[PORTAL-ISLAM.ID] Ketua Umum Pengurus Pusat (PP) Pemuda Muhammadiyah, Dahnil Azhar Simanjuntak mengaku melihat ada upaya menggeser pola pikir, di mana seorang pemimpin tak perlu harus cerdas, tapi hanya perlu populer dan memiliki tingkat elektabilitas yang tinggi melalui perang stasus “alay” di media sosial.
Kecenderungan itu, menurut Dahnil, nampak jelas dari slogan “kerja, kerja, kerja”. Slogan tersebut, kata dia, hanya upaya untuk menutupi kekurangan dari seorang pemimpin, dalam hal ini Presiden RI Joko Widodo yang harusnya lebih banyak mengeluarkan buah pikirannya untuk didiskusikan ke ruang publik.
“Menurut saya ini tradisi buruk, kata-kata kerja, kerja, kerja itu cuma ungkapan untuk menganulir pikir, pikir, pikir. Karena nggak bisa mikir, maka pilihan katanya adalah kerja, kerja, kerja. Karena nggak bisa pidato, maka pilihan katanya adalah kerja, kerja, kerja untuk menutupi ketidakmampuan yang sesungguhnya,” tegasnya dalam diskusi yang diselenggarakan oleh InDEMO bertajuk “Pemilu dan Pilpres di Tengah Badai Krisis” di kawasan Pasar Baru, Jakarta Pusat, Rabu (12/9).
“Maka intelektualitas nggak dapat tempat sekarang. Yang muncul adalah gincu, bedak, dan ideologi itu berubah jadi propaganda, komoditi. Pancasila berubah menjadi propaganda, Pancasila berubah jadi komoditi, bukan berarti gagasan, ide sesuai dengan ideologi,” lanjutnya.
Hal itu, kata Dahnil, menjadikan seseorang yang memiliki tingkat intelektualitas yang tinggi tak mendapatkan tempat sebagai pemimpin. Orang-orang cerdas di negeri ini malah hanya pasrah dikendalikan oleh penguasa.
“Mohon maaf bagi saya hari ini banyak orang cerdas, banyak profesor bisa dikendalikan oleh kebodohan yang berkuasa.

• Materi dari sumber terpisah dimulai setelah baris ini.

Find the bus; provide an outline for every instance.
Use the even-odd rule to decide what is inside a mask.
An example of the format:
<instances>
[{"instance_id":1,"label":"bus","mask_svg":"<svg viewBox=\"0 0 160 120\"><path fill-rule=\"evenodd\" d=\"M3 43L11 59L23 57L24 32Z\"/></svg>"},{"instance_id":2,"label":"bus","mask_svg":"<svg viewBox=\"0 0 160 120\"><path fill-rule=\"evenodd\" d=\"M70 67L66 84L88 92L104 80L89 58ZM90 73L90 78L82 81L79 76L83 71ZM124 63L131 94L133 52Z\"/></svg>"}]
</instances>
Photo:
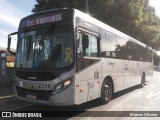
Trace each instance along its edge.
<instances>
[{"instance_id":1,"label":"bus","mask_svg":"<svg viewBox=\"0 0 160 120\"><path fill-rule=\"evenodd\" d=\"M152 49L73 8L38 12L20 21L14 90L22 100L70 106L116 92L153 74Z\"/></svg>"}]
</instances>

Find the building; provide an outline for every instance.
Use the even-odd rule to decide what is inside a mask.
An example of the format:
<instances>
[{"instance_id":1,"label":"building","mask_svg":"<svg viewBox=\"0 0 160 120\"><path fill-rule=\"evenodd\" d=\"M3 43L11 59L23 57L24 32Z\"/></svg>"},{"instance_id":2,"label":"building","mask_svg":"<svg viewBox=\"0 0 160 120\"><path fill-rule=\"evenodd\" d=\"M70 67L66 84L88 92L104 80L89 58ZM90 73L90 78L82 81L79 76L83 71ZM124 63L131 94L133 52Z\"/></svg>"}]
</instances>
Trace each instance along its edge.
<instances>
[{"instance_id":1,"label":"building","mask_svg":"<svg viewBox=\"0 0 160 120\"><path fill-rule=\"evenodd\" d=\"M15 51L14 49L12 51ZM6 48L0 48L0 68L3 73L4 67L13 68L15 63L15 56L10 54Z\"/></svg>"}]
</instances>

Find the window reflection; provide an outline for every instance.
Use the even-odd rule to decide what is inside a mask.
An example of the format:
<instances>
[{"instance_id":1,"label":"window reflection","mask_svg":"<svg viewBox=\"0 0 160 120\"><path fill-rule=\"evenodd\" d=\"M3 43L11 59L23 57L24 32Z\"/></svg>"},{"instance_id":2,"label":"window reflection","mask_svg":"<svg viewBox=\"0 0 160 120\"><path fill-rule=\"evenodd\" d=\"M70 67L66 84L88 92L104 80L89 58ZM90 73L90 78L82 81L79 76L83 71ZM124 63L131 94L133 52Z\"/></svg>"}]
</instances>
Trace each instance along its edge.
<instances>
[{"instance_id":1,"label":"window reflection","mask_svg":"<svg viewBox=\"0 0 160 120\"><path fill-rule=\"evenodd\" d=\"M55 69L73 63L73 36L67 27L19 34L17 68ZM70 49L69 53L67 49Z\"/></svg>"},{"instance_id":2,"label":"window reflection","mask_svg":"<svg viewBox=\"0 0 160 120\"><path fill-rule=\"evenodd\" d=\"M106 35L109 36L106 37ZM152 62L152 50L147 46L116 34L112 34L113 40L110 38L111 34L105 34L105 40L102 40L102 57Z\"/></svg>"}]
</instances>

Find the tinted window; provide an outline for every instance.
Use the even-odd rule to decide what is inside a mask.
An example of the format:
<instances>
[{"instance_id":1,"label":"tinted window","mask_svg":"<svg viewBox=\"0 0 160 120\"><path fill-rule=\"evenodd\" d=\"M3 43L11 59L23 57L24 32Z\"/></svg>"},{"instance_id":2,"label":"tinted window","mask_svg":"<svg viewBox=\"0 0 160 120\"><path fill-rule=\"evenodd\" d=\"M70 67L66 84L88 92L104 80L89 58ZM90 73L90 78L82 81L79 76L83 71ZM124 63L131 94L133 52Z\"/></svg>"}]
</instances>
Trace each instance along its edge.
<instances>
[{"instance_id":1,"label":"tinted window","mask_svg":"<svg viewBox=\"0 0 160 120\"><path fill-rule=\"evenodd\" d=\"M88 46L83 45L83 55L87 57L99 57L98 39L96 36L88 34Z\"/></svg>"},{"instance_id":2,"label":"tinted window","mask_svg":"<svg viewBox=\"0 0 160 120\"><path fill-rule=\"evenodd\" d=\"M102 57L152 62L151 50L137 44L133 39L127 39L111 32L105 32L101 51Z\"/></svg>"},{"instance_id":3,"label":"tinted window","mask_svg":"<svg viewBox=\"0 0 160 120\"><path fill-rule=\"evenodd\" d=\"M121 36L116 35L116 53L118 59L126 59L127 57L127 47L126 47L127 40Z\"/></svg>"},{"instance_id":4,"label":"tinted window","mask_svg":"<svg viewBox=\"0 0 160 120\"><path fill-rule=\"evenodd\" d=\"M117 53L115 51L116 49L115 34L106 31L104 35L105 39L102 41L101 44L101 51L102 51L101 56L108 58L116 58Z\"/></svg>"}]
</instances>

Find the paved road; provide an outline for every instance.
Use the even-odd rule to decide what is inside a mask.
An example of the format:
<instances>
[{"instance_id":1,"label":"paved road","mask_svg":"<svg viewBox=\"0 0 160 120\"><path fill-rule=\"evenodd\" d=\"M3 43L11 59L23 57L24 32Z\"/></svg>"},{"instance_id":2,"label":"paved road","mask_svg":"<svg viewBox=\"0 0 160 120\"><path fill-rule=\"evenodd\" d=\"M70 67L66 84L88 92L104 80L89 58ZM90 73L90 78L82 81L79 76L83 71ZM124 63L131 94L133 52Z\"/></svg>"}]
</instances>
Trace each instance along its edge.
<instances>
[{"instance_id":1,"label":"paved road","mask_svg":"<svg viewBox=\"0 0 160 120\"><path fill-rule=\"evenodd\" d=\"M151 117L120 117L121 114L128 114L124 111L160 111L160 72L154 71L152 79L146 81L144 88L133 87L125 91L119 92L113 96L112 101L106 105L99 105L97 100L89 103L82 104L76 107L53 107L30 102L17 100L14 96L4 98L3 101L8 100L4 105L0 102L0 110L2 111L81 111L73 113L72 117L67 119L71 120L95 120L95 119L108 119L108 120L151 120ZM13 105L14 104L14 105ZM7 106L7 107L5 107ZM103 111L103 112L93 112ZM104 112L104 111L117 111L117 112ZM121 112L120 112L121 111ZM100 115L98 115L100 113ZM102 117L103 114L105 117ZM153 112L154 113L154 112ZM116 117L106 117L106 114L115 114ZM140 113L138 113L140 114ZM149 113L151 114L151 112ZM102 115L102 116L101 116ZM83 116L83 118L82 118ZM99 118L99 116L101 116ZM160 120L154 117L153 120Z\"/></svg>"}]
</instances>

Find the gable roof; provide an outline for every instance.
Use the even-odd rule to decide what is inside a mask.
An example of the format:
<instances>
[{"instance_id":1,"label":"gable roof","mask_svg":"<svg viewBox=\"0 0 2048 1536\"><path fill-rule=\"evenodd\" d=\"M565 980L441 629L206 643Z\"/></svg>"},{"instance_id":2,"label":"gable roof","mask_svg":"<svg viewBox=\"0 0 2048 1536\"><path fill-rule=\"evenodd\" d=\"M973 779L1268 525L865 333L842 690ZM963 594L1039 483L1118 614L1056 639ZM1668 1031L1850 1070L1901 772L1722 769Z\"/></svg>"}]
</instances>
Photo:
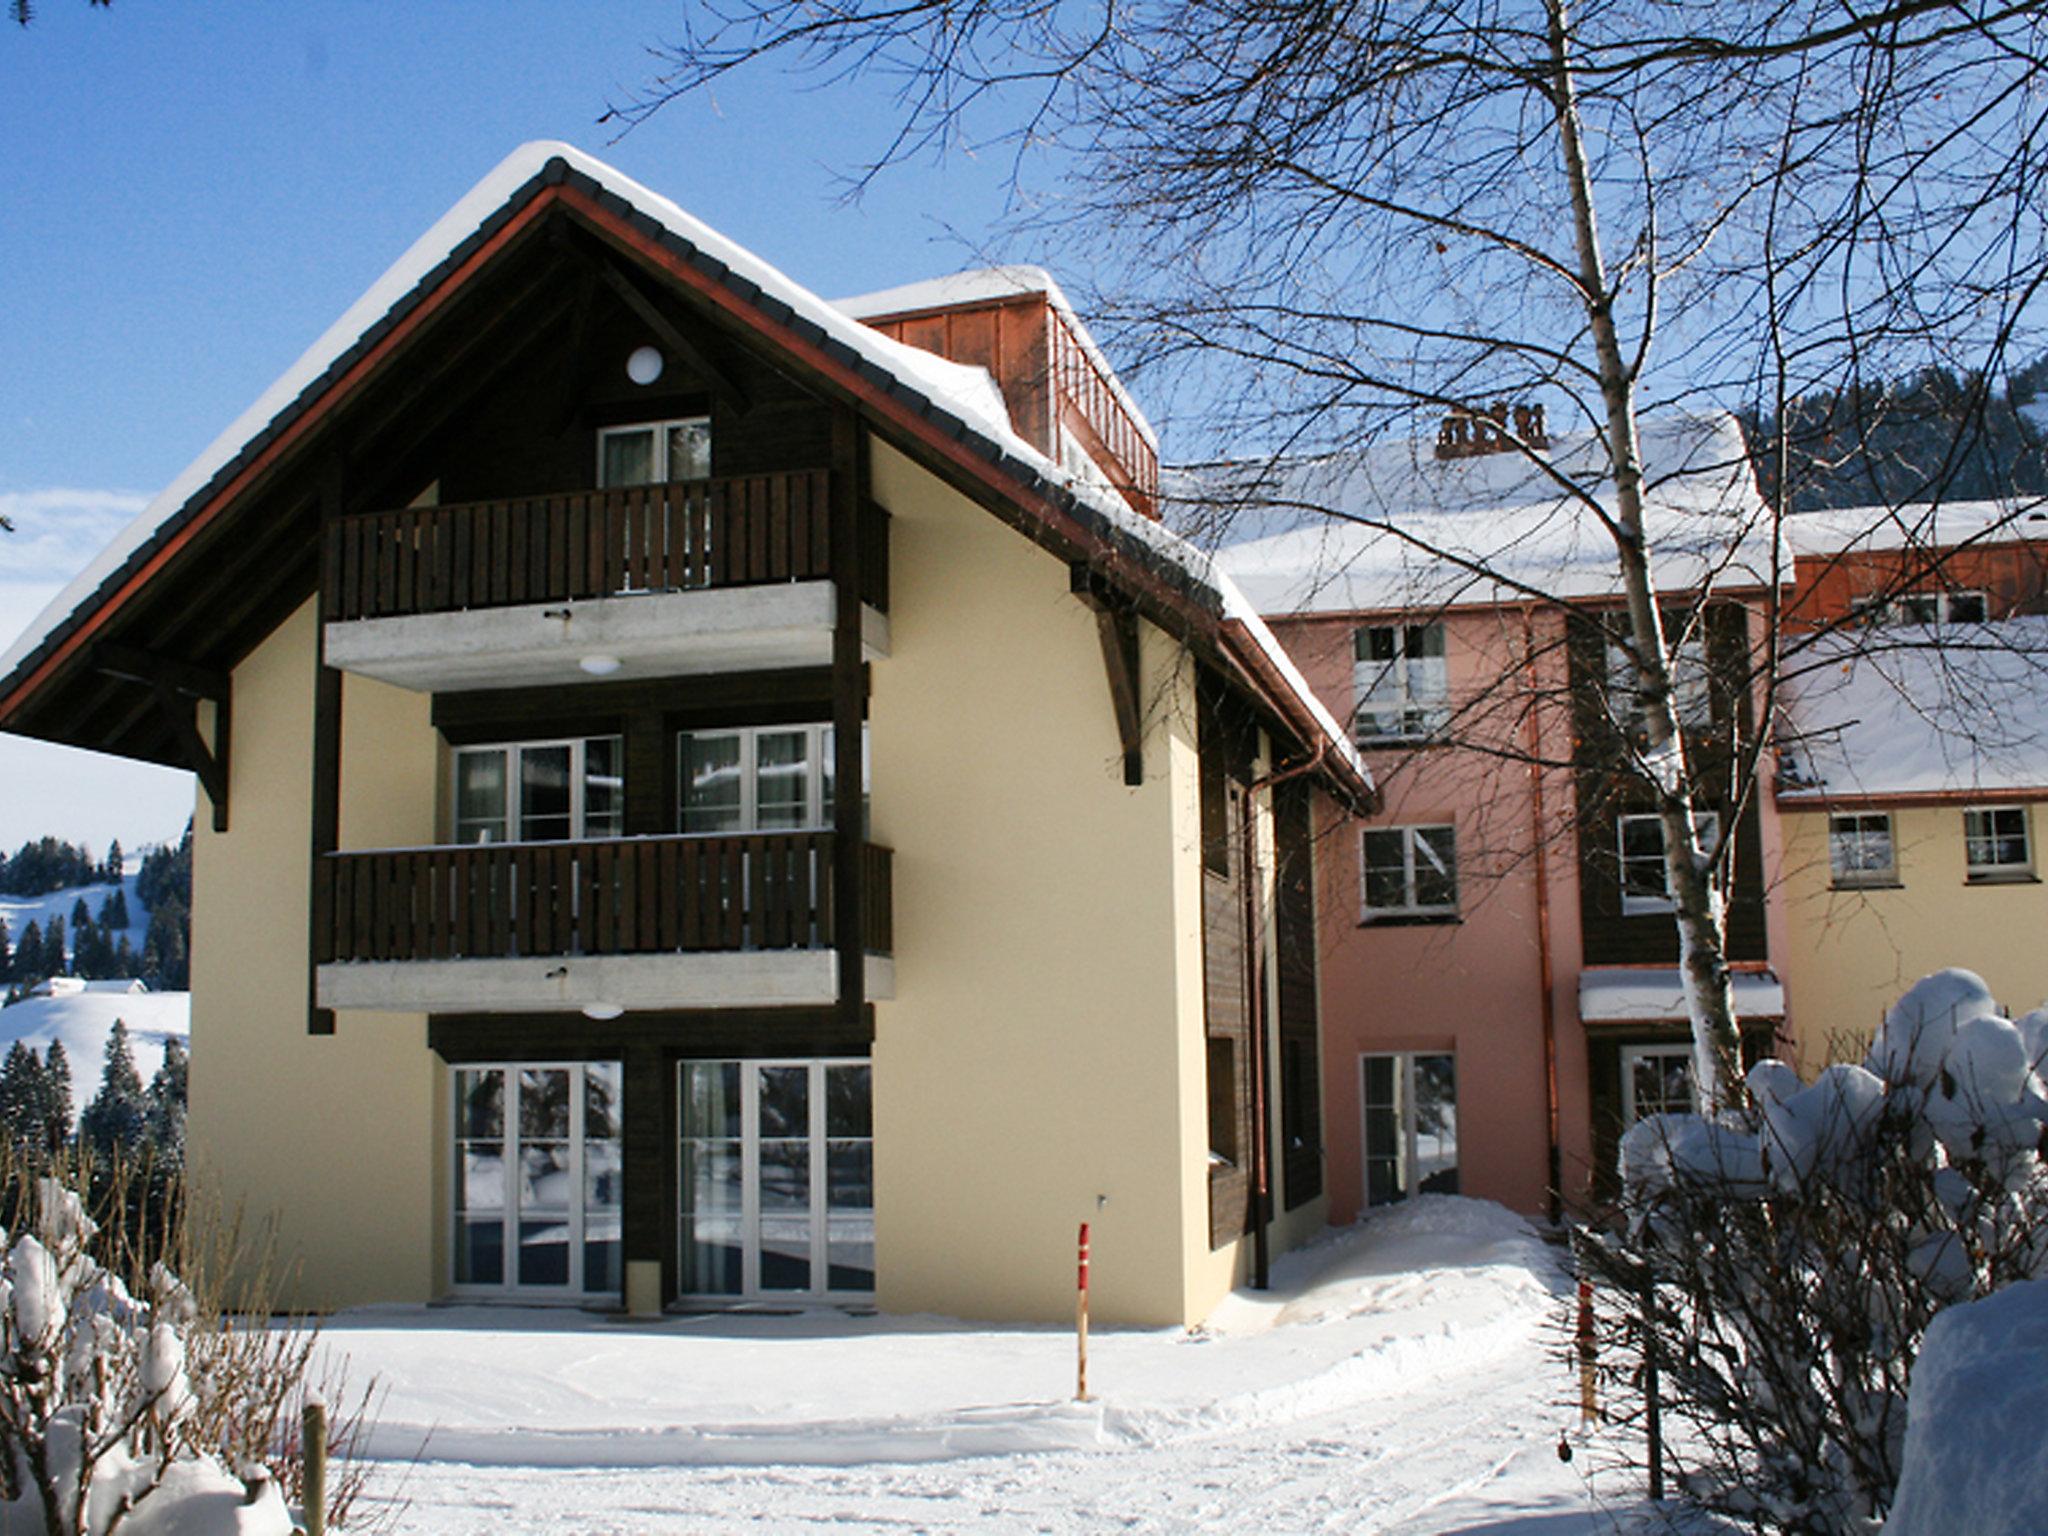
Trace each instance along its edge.
<instances>
[{"instance_id":1,"label":"gable roof","mask_svg":"<svg viewBox=\"0 0 2048 1536\"><path fill-rule=\"evenodd\" d=\"M1772 580L1770 517L1732 416L1640 423L1644 523L1661 592ZM1557 474L1612 515L1607 449L1553 439ZM1618 596L1600 519L1518 453L1439 459L1435 439L1210 472L1182 518L1216 524L1218 564L1262 613L1356 613ZM1233 483L1234 482L1234 483ZM1790 580L1782 549L1780 580Z\"/></svg>"},{"instance_id":2,"label":"gable roof","mask_svg":"<svg viewBox=\"0 0 2048 1536\"><path fill-rule=\"evenodd\" d=\"M1308 690L1251 605L1203 553L1113 494L1077 483L1012 429L986 373L870 330L667 198L566 144L508 155L151 501L0 657L0 728L76 744L49 690L85 666L84 648L195 536L302 443L321 412L370 377L411 328L445 305L553 205L699 302L772 343L868 426L943 472L984 506L1070 559L1085 560L1156 620L1211 648L1354 799L1370 780L1336 720ZM136 755L141 755L137 753Z\"/></svg>"}]
</instances>

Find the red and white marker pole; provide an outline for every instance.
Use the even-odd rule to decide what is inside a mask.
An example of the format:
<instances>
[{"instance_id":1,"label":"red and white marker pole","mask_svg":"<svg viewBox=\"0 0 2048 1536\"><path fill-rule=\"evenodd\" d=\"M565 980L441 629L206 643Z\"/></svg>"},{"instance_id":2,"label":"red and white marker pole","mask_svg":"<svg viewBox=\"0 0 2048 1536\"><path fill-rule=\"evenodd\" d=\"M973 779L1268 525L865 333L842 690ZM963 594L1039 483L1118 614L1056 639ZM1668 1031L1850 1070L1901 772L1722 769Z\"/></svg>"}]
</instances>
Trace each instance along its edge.
<instances>
[{"instance_id":1,"label":"red and white marker pole","mask_svg":"<svg viewBox=\"0 0 2048 1536\"><path fill-rule=\"evenodd\" d=\"M1593 1282L1579 1282L1579 1422L1591 1424L1600 1417L1600 1389L1594 1375L1599 1359L1593 1334Z\"/></svg>"},{"instance_id":2,"label":"red and white marker pole","mask_svg":"<svg viewBox=\"0 0 2048 1536\"><path fill-rule=\"evenodd\" d=\"M1088 1223L1081 1223L1081 1268L1074 1292L1074 1401L1088 1401Z\"/></svg>"}]
</instances>

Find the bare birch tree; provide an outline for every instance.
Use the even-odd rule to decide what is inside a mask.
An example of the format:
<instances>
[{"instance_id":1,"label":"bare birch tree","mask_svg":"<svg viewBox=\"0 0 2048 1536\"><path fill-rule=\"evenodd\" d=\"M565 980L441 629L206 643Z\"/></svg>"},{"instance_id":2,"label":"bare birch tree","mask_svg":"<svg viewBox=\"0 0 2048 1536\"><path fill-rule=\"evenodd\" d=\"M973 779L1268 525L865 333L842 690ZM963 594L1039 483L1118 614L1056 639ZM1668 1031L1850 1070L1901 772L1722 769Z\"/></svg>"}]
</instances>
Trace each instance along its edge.
<instances>
[{"instance_id":1,"label":"bare birch tree","mask_svg":"<svg viewBox=\"0 0 2048 1536\"><path fill-rule=\"evenodd\" d=\"M2043 7L712 0L684 25L615 121L767 60L889 83L895 131L855 180L1010 155L1017 233L1086 267L1097 322L1200 451L1340 451L1535 398L1597 433L1597 472L1567 471L1503 423L1611 540L1696 1082L1707 1103L1738 1093L1732 839L1705 846L1695 813L1643 518L1665 468L1638 422L1748 408L1776 517L1816 454L1803 399L1958 370L1982 388L1926 466L1941 498L2007 353L2043 333ZM1738 808L1768 783L1772 684L1796 664L1766 633Z\"/></svg>"}]
</instances>

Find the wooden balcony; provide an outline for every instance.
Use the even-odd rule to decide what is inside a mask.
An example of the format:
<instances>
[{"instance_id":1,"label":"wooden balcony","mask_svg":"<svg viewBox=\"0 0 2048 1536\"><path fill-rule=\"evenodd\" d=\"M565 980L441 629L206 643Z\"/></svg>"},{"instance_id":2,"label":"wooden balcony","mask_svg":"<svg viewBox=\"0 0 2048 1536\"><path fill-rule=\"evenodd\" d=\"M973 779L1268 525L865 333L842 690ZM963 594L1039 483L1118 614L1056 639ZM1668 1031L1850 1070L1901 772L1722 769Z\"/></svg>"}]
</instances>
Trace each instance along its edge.
<instances>
[{"instance_id":1,"label":"wooden balcony","mask_svg":"<svg viewBox=\"0 0 2048 1536\"><path fill-rule=\"evenodd\" d=\"M574 682L590 655L642 675L817 664L831 507L818 469L339 518L329 660L430 690ZM858 537L863 629L886 654L888 519L865 500Z\"/></svg>"},{"instance_id":2,"label":"wooden balcony","mask_svg":"<svg viewBox=\"0 0 2048 1536\"><path fill-rule=\"evenodd\" d=\"M829 949L830 832L334 853L318 959ZM861 847L861 947L889 952L887 848Z\"/></svg>"}]
</instances>

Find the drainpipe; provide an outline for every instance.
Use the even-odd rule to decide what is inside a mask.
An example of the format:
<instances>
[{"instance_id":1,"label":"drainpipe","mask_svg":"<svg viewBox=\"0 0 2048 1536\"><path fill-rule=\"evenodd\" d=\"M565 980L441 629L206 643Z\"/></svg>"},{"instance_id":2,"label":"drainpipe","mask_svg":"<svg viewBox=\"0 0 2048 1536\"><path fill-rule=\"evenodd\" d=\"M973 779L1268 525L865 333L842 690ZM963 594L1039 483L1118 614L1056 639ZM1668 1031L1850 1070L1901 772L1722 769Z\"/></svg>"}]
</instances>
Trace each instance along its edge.
<instances>
[{"instance_id":1,"label":"drainpipe","mask_svg":"<svg viewBox=\"0 0 2048 1536\"><path fill-rule=\"evenodd\" d=\"M1529 831L1536 855L1536 963L1542 978L1543 1095L1550 1139L1550 1219L1555 1222L1564 1213L1564 1157L1558 1145L1557 1005L1550 995L1550 866L1546 849L1549 829L1543 816L1543 732L1536 718L1540 697L1536 688L1536 619L1534 608L1528 603L1522 605L1522 665L1529 684Z\"/></svg>"},{"instance_id":2,"label":"drainpipe","mask_svg":"<svg viewBox=\"0 0 2048 1536\"><path fill-rule=\"evenodd\" d=\"M1268 1095L1266 1052L1266 944L1259 928L1259 839L1258 819L1253 814L1262 790L1270 790L1313 773L1322 766L1329 751L1328 741L1319 740L1308 761L1292 768L1253 779L1244 792L1244 821L1238 828L1238 868L1244 871L1245 947L1251 961L1250 1004L1252 1011L1252 1289L1267 1288L1267 1234L1273 1223L1273 1176L1271 1137L1266 1128ZM1320 995L1320 994L1318 994ZM1316 1021L1322 1031L1322 1020Z\"/></svg>"}]
</instances>

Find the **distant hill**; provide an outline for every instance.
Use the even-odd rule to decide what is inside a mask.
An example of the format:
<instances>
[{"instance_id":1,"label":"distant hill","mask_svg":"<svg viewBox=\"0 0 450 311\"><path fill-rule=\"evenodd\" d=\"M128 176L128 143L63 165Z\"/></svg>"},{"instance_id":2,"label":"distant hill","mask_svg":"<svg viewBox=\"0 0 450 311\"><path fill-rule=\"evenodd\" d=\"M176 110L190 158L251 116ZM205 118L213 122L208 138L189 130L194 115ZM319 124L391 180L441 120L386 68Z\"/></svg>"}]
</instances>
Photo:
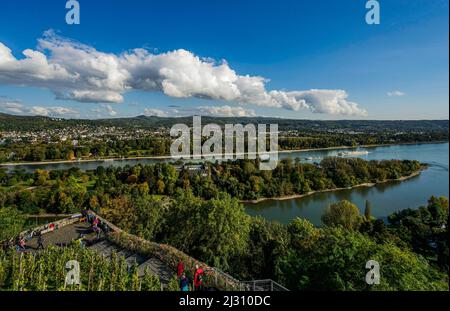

Memang kalau kebodohan itu berkuasa mengerikan menurut saya. Karena orang pintar dan orang cerdas itu menjadi lebih bodoh ketimbang orang yang berkuasa,” ketusnya.
Padahal, tambah Dahnil, seorang pemimpin seharusnya memiliki ide otentik yang bisa dieksplorasi ke ruang publik untuk diperdebatkan sebagaimana yang dicontohkan oleh para pendiri bangsa ini, salah satunya Bung Hatta.
“Nah, politik sekarang karena pemimpinnya tidak melahirkan ide otentik, gagasan utama dia, dia nggak mampu mengeksplorasi, malah pakai teks. Akhirnya tradisi dialektika di ruang publik ini nggak muncul. Akhirnya apa apa, otaknya sekitar 220 karakter. Mirip Twitter. Akhirnya tradisi baca itu jadi nggak penting, tradisi ilmu pengetahuan itu jadi nggak penting. Bung Hatta bilang bahwa yang mempersatukan negeri ini bukan karena warna duit, bukan bahasa kita sama, bukan karena nasib kita sama, yang bikin kita bisa bersama, bersatu itu namanya nalar ilmiah,” urainya.
Jika keadaan semacam itu terus berlanjut, ujar Dahnil, Indonesia bisa saja masuk dalam jurang krisis politik. Adapun satu-satunya cara untuk keluar dari ancaman krisis politik itu adalah melalui ajang Pilpres tahun 2019.
“Ini situasi politik yang menurut saya berbahaya dan ini bisa krisis,” pungkasnya.